Mr Nicholson is an Australian, a former military officer and specialises in criminal investigations in both national and international jurisdictions. He has worked for various governments and the United Nations where he led several war crimes investigations."
The chair, Dick Marty, is a member of the Parliamentary Assembly for the Council of Europe. It is of note that in 2004 he came out in support of the criminalization of doping offenses in sport. Marty's website notes (translation courtesy Google Translate):
Fellow [parliamentarian] Büttiker has filed a motion postulating the introduction of criminal laws against athletes who use doping. With a brief speech, I supported the motion, then accepted, despite the opposition of the Federal Council.
Ulrich Haas is a second member. Haas is a professor at the University of Zurich, and he has also served as an arbiter for the Court of Arbitration for Sport in Switzerland.  Haas was nominated by Alberto Contador to serve as an arbiter in his doping hearing before CAS in 2011, a decision that was met with considerable surprise, given that Haas had earlier ruled against cyclist Alejandro Valverde in an earlier CAS arbitration. CAS, including Haas, ruled against Contador (here in PDF).
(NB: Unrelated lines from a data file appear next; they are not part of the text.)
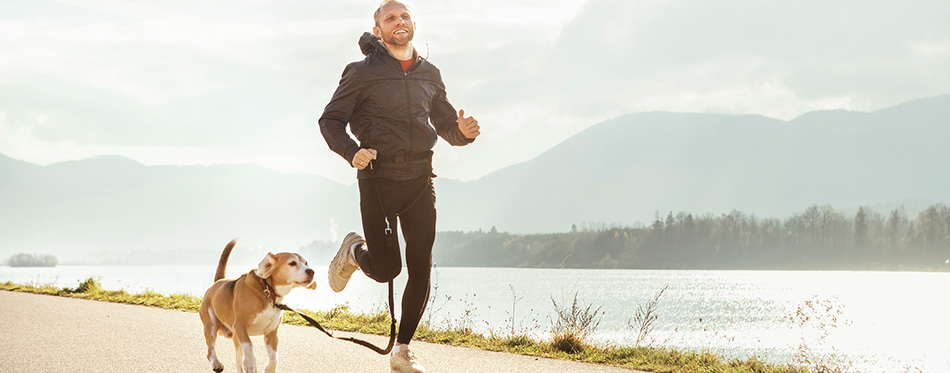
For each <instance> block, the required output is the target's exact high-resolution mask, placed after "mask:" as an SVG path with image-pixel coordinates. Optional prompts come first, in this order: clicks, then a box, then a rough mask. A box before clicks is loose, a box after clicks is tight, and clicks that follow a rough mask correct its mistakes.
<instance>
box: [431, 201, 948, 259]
mask: <svg viewBox="0 0 950 373" xmlns="http://www.w3.org/2000/svg"><path fill="white" fill-rule="evenodd" d="M434 260H435V262H436V263H437V264H438V265H440V266H470V267H538V268H638V269H836V270H929V271H950V207H948V206H946V205H943V204H937V205H933V206H931V207H929V208H927V209H925V210H923V211H921V212H920V213H918V214H917V215H916V216H913V217H908V216H907V215H906V214H905V213H904V212H903V209H895V210H892V211H890V212H887V213H879V212H875V211H872V210H871V209H868V208H865V207H861V208H859V209H858V211H857V212H856V213H855V214H854V215H853V216H852V215H850V214H849V215H845V214H843V213H841V212H838V211H836V210H834V209H833V208H832V207H831V206H818V205H814V206H810V207H808V208H807V209H805V211H803V212H801V213H796V214H794V215H793V216H791V217H788V218H786V219H784V220H782V219H777V218H759V217H757V216H755V215H753V214H746V213H743V212H741V211H736V210H734V211H732V212H730V213H728V214H722V215H719V216H715V215H712V214H706V215H702V216H694V215H693V214H690V213H686V212H680V213H677V214H675V215H674V214H673V213H672V212H670V213H668V214H666V216H665V217H663V216H662V215H661V214H660V213H659V212H658V213H657V214H656V216H655V220H654V221H653V223H652V224H651V225H649V226H639V227H609V226H600V227H585V228H582V229H578V227H577V226H576V225H575V226H574V227H573V229H572V230H571V232H565V233H551V234H512V233H503V232H498V231H497V230H495V229H494V228H492V229H491V230H490V231H488V232H484V231H477V232H440V233H439V234H438V236H437V238H436V247H435V252H434Z"/></svg>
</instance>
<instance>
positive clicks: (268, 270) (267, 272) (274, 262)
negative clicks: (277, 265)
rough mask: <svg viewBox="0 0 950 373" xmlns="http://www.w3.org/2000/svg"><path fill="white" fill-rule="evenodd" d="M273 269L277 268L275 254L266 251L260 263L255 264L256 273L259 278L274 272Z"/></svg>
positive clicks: (265, 275)
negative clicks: (274, 254)
mask: <svg viewBox="0 0 950 373" xmlns="http://www.w3.org/2000/svg"><path fill="white" fill-rule="evenodd" d="M275 269H277V255H274V254H271V253H267V255H264V259H262V260H261V263H260V264H258V265H257V275H258V276H260V278H268V277H270V275H272V274H273V273H274V270H275Z"/></svg>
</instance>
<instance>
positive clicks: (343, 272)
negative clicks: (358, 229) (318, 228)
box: [327, 232, 366, 293]
mask: <svg viewBox="0 0 950 373" xmlns="http://www.w3.org/2000/svg"><path fill="white" fill-rule="evenodd" d="M363 242H366V240H364V239H363V237H360V235H358V234H356V232H350V233H349V234H347V235H346V238H344V239H343V244H342V245H340V250H339V251H337V252H336V256H335V257H333V261H332V262H330V268H329V270H328V271H327V278H328V279H329V280H330V288H331V289H333V291H335V292H337V293H339V292H341V291H343V288H345V287H346V284H347V283H348V282H350V276H352V275H353V271H356V270H357V269H360V266H359V265H358V264H354V263H355V262H356V259H355V258H353V257H352V256H351V255H350V247H351V246H353V245H354V244H356V243H363Z"/></svg>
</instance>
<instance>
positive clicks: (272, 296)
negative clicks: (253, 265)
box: [254, 273, 277, 306]
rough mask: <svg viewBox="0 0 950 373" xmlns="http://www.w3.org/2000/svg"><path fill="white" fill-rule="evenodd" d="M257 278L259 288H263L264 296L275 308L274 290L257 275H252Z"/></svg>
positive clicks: (264, 280) (271, 287)
mask: <svg viewBox="0 0 950 373" xmlns="http://www.w3.org/2000/svg"><path fill="white" fill-rule="evenodd" d="M254 276H256V277H257V280H258V281H260V282H261V287H262V288H264V296H265V297H268V298H270V299H271V302H272V303H273V304H274V305H275V306H276V305H277V292H276V291H274V288H272V287H271V286H270V284H268V283H267V281H265V280H264V278H263V277H261V276H258V275H257V273H255V274H254Z"/></svg>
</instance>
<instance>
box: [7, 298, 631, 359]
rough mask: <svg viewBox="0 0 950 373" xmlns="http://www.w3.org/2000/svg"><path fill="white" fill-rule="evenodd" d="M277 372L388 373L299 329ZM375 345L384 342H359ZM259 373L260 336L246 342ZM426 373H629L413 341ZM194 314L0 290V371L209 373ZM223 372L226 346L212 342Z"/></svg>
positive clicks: (303, 330) (285, 326)
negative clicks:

The third member of the commission is Peter Nicholson, an Australian, about whom there appears to be very little information. Cycling News reports:
The [third] member is Peter Nicholson, an Australian former military officer. Nicholson served as the chief investigator for the United Nations International Independent Investigation Commission, investigating war crimes. He was involved in the inquiry into the 2005 assassination of former Lebanese Prime Minister Rafik Hariri.
Interesting, Nicholson shows up in the Wikileaks cables, on matters related to the Hariri assassination. There is not evidence to suggest that Nicholson has any connections to the cycling world, or even sports.

The work of the CINC is supposed to be completed this year, it will be interesting to follow.